Although it takes practice to be able to consistently do this, it is not difficult to understand the concept.  The natural instinct of most of us if we are pushed or feel attacked is to push back or counter attack.  In other words, we become as aggressive as the attacker, even as we insist it is “only” self-defense.  We are then open to the attacker’s renewed efforts, and the cycle continues until one or the other is overpowered.  Redirecting an attack using minimal energy, and refusing to engage oneself in counter attacking preserves the center, the root. The redirected attacker is the only one off balance.  It is a peaceful response, and although if attacks continue or increase, stronger redirections can be implemented, the general principle is the same.
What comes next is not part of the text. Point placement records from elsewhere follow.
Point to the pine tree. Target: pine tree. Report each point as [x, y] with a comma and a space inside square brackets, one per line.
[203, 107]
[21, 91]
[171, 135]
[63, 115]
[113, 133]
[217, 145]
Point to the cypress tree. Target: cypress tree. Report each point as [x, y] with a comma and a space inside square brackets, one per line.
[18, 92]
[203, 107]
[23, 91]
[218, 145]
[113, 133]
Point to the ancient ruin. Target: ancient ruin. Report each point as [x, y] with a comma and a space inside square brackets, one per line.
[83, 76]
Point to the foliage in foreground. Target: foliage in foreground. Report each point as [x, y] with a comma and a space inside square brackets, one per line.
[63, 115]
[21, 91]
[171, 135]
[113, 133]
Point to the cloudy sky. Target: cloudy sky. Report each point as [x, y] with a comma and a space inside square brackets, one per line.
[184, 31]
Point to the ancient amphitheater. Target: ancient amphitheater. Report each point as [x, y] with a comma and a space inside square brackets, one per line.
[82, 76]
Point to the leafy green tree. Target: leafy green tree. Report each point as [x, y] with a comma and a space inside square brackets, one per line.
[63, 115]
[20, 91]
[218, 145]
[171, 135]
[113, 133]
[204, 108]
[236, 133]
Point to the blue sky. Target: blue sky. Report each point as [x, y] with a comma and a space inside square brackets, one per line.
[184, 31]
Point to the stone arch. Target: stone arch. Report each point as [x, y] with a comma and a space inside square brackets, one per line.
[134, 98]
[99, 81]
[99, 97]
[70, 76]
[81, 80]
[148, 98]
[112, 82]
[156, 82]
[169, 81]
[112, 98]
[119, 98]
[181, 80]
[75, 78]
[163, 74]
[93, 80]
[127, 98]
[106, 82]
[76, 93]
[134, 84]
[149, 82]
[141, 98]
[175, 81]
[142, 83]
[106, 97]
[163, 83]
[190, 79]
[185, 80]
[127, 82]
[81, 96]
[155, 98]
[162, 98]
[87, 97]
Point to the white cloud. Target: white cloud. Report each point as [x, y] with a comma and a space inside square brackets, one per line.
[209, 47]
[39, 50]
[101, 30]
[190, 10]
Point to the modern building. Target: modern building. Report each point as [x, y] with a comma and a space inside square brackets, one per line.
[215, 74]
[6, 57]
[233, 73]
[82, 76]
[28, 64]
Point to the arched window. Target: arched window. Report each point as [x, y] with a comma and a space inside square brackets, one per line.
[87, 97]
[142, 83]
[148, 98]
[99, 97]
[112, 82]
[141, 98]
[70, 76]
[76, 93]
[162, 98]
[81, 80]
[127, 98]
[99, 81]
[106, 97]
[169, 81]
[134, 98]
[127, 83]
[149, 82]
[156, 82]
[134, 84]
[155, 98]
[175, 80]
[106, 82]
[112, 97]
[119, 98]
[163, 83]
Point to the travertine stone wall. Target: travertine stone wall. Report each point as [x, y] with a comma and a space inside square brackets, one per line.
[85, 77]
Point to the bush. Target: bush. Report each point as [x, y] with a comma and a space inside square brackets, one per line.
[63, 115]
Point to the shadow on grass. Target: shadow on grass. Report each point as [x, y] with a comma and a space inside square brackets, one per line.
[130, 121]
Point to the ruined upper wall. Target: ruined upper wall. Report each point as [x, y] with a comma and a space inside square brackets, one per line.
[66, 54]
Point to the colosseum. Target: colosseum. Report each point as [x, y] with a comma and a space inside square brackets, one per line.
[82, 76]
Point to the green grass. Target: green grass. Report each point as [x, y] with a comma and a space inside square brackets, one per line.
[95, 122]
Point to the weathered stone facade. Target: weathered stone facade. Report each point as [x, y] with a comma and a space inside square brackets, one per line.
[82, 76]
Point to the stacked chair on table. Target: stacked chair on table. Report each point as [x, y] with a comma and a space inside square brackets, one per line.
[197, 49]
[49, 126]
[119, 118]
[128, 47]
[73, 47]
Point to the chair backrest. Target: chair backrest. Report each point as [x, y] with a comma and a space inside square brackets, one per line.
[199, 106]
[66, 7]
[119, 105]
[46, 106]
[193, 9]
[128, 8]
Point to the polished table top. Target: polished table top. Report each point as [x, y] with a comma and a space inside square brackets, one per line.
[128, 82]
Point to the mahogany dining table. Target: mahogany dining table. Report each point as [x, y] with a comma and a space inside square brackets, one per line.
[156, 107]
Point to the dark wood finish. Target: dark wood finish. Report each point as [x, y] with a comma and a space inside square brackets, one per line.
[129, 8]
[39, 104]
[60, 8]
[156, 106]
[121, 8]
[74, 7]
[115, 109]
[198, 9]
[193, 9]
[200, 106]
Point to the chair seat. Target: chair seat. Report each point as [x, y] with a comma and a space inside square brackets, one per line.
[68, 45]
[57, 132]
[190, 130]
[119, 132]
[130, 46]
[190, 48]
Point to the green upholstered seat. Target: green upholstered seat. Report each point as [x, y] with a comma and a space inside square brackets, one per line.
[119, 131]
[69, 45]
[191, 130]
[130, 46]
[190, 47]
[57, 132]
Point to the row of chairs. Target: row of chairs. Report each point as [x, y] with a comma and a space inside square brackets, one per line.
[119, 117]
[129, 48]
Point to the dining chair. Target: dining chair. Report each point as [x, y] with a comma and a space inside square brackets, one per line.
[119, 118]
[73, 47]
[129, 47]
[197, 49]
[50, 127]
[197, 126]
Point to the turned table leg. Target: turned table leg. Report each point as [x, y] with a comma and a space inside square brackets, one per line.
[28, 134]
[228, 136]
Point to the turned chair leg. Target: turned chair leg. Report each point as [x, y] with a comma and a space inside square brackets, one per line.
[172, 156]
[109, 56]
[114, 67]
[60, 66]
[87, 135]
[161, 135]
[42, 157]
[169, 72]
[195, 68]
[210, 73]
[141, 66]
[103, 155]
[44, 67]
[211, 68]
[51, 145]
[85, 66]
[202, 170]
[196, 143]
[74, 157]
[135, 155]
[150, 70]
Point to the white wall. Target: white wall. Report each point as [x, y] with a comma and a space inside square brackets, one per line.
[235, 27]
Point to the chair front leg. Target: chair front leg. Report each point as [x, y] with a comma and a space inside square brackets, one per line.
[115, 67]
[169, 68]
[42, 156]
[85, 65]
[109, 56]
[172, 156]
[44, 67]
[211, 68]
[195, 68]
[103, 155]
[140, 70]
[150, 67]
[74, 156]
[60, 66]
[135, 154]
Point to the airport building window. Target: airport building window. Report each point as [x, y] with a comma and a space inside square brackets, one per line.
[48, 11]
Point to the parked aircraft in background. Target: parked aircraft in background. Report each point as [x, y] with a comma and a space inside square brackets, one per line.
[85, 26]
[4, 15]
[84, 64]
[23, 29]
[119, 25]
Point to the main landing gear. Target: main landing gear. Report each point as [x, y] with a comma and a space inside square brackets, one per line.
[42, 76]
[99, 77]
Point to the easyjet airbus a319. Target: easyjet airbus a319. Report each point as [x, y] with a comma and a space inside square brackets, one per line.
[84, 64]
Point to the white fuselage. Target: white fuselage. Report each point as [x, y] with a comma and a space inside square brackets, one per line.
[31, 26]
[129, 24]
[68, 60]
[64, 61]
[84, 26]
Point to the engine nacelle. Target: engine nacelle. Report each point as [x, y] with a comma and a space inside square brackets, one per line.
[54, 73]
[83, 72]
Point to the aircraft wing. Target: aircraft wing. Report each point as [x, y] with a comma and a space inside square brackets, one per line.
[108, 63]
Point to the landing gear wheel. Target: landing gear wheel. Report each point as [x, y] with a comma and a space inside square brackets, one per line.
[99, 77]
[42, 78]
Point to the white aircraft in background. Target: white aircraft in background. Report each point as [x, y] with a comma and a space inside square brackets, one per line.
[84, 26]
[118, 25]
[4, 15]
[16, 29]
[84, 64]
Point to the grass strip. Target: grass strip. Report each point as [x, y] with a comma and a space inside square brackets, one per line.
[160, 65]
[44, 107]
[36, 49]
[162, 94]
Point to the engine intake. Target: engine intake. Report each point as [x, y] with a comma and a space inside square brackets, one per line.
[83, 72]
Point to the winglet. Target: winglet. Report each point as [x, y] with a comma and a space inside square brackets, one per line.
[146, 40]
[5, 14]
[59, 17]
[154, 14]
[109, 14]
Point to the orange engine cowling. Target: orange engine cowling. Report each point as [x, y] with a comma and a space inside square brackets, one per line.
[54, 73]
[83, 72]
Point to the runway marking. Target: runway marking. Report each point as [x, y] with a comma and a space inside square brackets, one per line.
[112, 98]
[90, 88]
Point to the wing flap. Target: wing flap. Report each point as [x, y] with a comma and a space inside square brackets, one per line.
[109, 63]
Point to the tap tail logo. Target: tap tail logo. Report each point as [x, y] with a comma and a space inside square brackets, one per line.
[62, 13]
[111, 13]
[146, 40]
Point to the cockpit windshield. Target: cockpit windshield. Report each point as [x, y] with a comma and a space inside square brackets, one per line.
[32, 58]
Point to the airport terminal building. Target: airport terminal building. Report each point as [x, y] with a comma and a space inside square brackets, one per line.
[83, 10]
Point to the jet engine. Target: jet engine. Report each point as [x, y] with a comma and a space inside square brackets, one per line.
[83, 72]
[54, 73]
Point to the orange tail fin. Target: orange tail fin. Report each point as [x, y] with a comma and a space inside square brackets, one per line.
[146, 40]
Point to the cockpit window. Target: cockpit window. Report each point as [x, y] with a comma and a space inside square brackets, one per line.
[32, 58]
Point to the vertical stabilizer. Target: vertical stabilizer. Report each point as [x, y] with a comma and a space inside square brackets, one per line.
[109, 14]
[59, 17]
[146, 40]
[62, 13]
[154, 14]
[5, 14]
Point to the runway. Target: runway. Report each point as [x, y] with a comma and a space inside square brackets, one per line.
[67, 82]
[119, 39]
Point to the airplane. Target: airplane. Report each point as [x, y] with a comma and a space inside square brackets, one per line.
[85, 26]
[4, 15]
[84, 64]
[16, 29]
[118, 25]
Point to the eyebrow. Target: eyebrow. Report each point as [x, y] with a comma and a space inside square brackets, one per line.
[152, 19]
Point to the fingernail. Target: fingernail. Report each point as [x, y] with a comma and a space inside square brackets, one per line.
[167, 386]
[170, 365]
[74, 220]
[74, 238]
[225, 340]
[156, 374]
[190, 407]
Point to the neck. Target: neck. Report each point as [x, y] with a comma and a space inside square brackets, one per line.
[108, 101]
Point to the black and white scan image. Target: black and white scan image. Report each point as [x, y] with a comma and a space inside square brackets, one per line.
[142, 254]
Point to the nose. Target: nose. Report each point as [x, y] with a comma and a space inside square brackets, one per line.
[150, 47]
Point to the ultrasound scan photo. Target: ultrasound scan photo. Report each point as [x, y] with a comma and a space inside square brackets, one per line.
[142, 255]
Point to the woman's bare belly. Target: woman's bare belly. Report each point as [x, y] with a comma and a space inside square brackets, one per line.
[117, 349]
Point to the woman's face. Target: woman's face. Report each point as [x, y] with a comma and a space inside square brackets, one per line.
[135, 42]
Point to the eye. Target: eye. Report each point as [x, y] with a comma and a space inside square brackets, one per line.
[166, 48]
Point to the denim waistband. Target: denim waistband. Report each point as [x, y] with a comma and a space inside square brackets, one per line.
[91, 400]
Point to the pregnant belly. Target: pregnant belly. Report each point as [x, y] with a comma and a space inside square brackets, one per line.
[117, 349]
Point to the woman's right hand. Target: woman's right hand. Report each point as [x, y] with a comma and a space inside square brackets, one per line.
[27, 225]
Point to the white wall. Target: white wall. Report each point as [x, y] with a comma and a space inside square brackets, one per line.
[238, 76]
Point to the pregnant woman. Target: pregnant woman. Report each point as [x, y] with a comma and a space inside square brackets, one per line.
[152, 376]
Keeping one’s root is also an immensely useful skill for creating a fulfilled and balanced life.  A rooted or centered person is not tossed about by a sea of emotion.  He or she certainly feels, but instead of holding on to the distress the feelings create, acknowledges and feels the feelings, and then allows them to pass on, before they create an upset (loss of balance) or interfere with awareness.  Again, this is easier said than done, but the concept is easy enough to understand.  The great spiritual teachers have all, one way or another, taught forgiveness.  In order to forgive, an affront must first be acknowledged (one thinks or perceives he or she has been hurt);  then, instead of holding on to the wrong someone else has done,  the affront (or the perception of the affront) is let go.  There is no counter attack, no revenge, no playing the victim.  The affront was wrong, was acknowledged and let go.  The recipient of the “attack”  has not been thrown off balance, or out of root, and is carrying no resentment.

We are all of us interconnected.  We are connected to each other, to the plants and animals among whom we live, to the rhythms of the Earth and cosmos, even to the weather.  It is all connected. As such, the energy of each of us has a pull or push upon each other.   Is any of us unable to recite times where other people, the environment, the weather have not influenced the calm content of our centers?  These others are not enemies.  They are simply a part of our world.  We can certainly feel pushed by them or pulled by them in directions we do not wish to go.  And fighting back, returning the push or pull, succeeds only in adding more energy to the push or pull.  We become trapped in the cycle of pushing and pulling the energy.  We end up being where we do not wish to be.   If instead, we can find the tiniest of responses to simply redirect the energy, to let it flow, and to keep our center, or root, from being undermined, we are then freed from being trapped in an ongoing cycle of pushing and pulling.   We are far more likely to get where we think we want to go, and to live more contented lives as well.  The trick is in finding the tiniest of responses, and practicing until we are able to consistently use them.

Many of us are now consciously trying to create a world that is more just, more nurturing, more loving.  It would seem to me that this passively active way of responding to negative energy, whether from within us or from an outside source,  is a critical element in such a world’s formation.  It reinforces the often uttered adage that if we wish to change the world around us, we must first change ourselves.  Let us ponder this, and may each of us find the way to preserve our roots.